The first ten minutes are solid, including a surprisingly suspenseful guillotine scene, but the entire mid-section is one talky, preachy, proselytizing, dull, insufferable slog. What little bit of action there is here is horribly staged, the introduced tech elements, probably here to make this feel more brainy and "scientific" (fail), go absolutely nowhere and the human interest stories all fall flat. As for the "horrifying" end of the world stuff, it consists mainly of someone squirting red food coloring into a stream and stock footage of forest fires and atomic blasts. This even manages to throw in a giant insectoid monster but disappoints yet again by only showing its leg and then a shadow of said leg.
There's lots of batshit crazy conspiratorial talk that could only come from truly deranged minds, none funnier than the film theorizing that Satan will be teaming up with the United Nations and global corporations to send Russian military forces (!?) to defeat Israel (!) and then steal all of their oil (!!) That's especially hilarious considering American evangelicals, Putin, Israel and corporate interests are pretty much all aligned these days. And I seriously doubt the UN and Russia are going to be seeing eye to eye anytime soon, let alone conspiring together on something. And, naturally, this is all really the fault of "the Jews" for blindly worshiping and helping to facilitate the rise of the Antichrist. (Seeing the corporate fat cats and wholly-corrupt politicians the evangelical community has been bowing down to recently, I wouldn't be so sure of that!) The film then proclaims that the Jewish community will only realize the error of their ways as their "groaning spirits" are descending to hell to be tortured for the rest of eternity. Lovely.
So then it comes as no surprise that the big "guest star" here is former Hollywood "beefcake" actor Ty Hardin, whose career started to flounder shortly after his four seasons on the western Bronco (a gig he reportedly got from pal John Wayne pulling some strings for him) concluded. In the mid-70s when the film and TV offers were drying up, Hardin became heavily involved with radical right wing politics both as member of the militia group The Arizona Patriots, an Aryan Nation affiliate known for stockpiling illegal weapons and distributing anti-Semitic literature, and as an extremist fundamentalist preacher who - at one time - ran his own ministry and was sometimes featured on the Christian cable network TBN (Trinity Broadcasting Network).
Hardin (who passed away in 2017) used to have his own website / blog (since taken down, though archived), where he went on various bizarre rants. He called for an armed takeover of the government by “Christian patriots,” railed against “world globalists” and espoused views that were anti- government, immigrant, Catholic, Jew (referring to them as “sub-humans”), gay (he thought same sex unions would destroy “the sanctity of marriage” despite being married eight times himself) and black (he refused to refer to Barack Obama by name but instead as “our Black President”).
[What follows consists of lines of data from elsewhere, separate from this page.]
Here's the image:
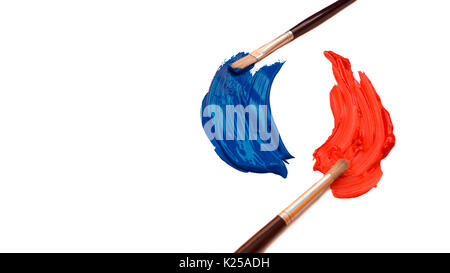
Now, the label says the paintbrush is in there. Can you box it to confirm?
[236,159,349,253]
[230,0,357,72]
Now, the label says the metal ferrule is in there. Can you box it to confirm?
[279,173,333,224]
[250,31,294,61]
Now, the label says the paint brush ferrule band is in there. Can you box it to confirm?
[279,173,333,224]
[250,31,294,61]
I guess what I'm really trying to say is he fits right into this particular world in his brief role as a missionary giving a sermon in a papier-mâché cave.
Self-distributed on VHS by Mark IV Pictures Video in 1987 and now available on DVD and on numerous streaming services, this is 20 minutes longer than either of the previous entries, and it certainly feels it. The finale of the tetralogy was The Prodigal Planet (1983), which also stars Wellman, Thom Rachford and Thom Rachford's fancy mustache.